Sawyard agreed, saying, "We do have tough choices but we have been spending more and more and it has to stop."
The legislators, along with Congressman Bill Owens (D-Plattsburgh), had gathered to address the concerns of union representatives from across the tri-county area, where prison closures and health care seemed to be on the minds of many.
Little said the latest round of proposed prison closures — affecting Lyon Mountain Correctional Facility and Moriah Shock Incarceration — is another effort "to pull the rug out from under the North Country economy.
"It's totally unreasonable, uncalled for and we need to fight it."
She said many prisons were built specifically in northern New York because of the lower property costs, eager work force and willing host communities, and that they have since become an essential part of the local economy already plagued by a number of corporate and government closures.
"And these facilities in the Adirondack are difficult to find a re-use for," she said.
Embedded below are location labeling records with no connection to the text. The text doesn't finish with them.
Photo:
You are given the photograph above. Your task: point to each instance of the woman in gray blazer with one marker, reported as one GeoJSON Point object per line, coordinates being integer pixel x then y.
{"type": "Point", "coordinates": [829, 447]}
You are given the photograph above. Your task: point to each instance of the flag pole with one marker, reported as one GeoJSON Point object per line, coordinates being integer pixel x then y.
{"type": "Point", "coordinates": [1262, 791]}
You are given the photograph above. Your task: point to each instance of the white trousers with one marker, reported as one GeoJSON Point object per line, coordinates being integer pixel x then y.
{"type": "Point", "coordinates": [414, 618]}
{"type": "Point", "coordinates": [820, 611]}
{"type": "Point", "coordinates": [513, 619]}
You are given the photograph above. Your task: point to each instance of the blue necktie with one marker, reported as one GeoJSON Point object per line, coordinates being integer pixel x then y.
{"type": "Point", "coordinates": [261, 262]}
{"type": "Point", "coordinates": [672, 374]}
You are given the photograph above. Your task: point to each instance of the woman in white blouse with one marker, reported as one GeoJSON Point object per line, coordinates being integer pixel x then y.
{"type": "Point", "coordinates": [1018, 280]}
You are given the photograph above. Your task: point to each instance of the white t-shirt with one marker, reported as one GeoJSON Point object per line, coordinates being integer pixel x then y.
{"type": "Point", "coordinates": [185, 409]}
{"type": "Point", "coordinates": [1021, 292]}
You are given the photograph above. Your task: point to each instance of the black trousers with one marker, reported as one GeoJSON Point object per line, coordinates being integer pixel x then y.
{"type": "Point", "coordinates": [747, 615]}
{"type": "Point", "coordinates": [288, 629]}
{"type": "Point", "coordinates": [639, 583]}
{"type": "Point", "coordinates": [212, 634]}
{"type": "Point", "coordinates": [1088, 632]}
She suggests reducing the number of department-owned housing and cutting more of the administrative level.
Because, she said, "You need the people who are in the field."
Owens addressed the current health-care situation, saying though he has concerns with areas of the Senate bill, which he says can be reconciled, he supports the measure.
"I'm more afraid of what will happen if we do nothing," he said as he delved into what he believes is an overwhelming amount of misinformation circling about the current legislation.
"We need to really think about this and how it affects the economy."
Fielding question's about the Postal Service's proposal to eliminate Saturday deliveries, Owens says he does not expect it will happen.
Simply put, he said, "I believe the constituents will require it."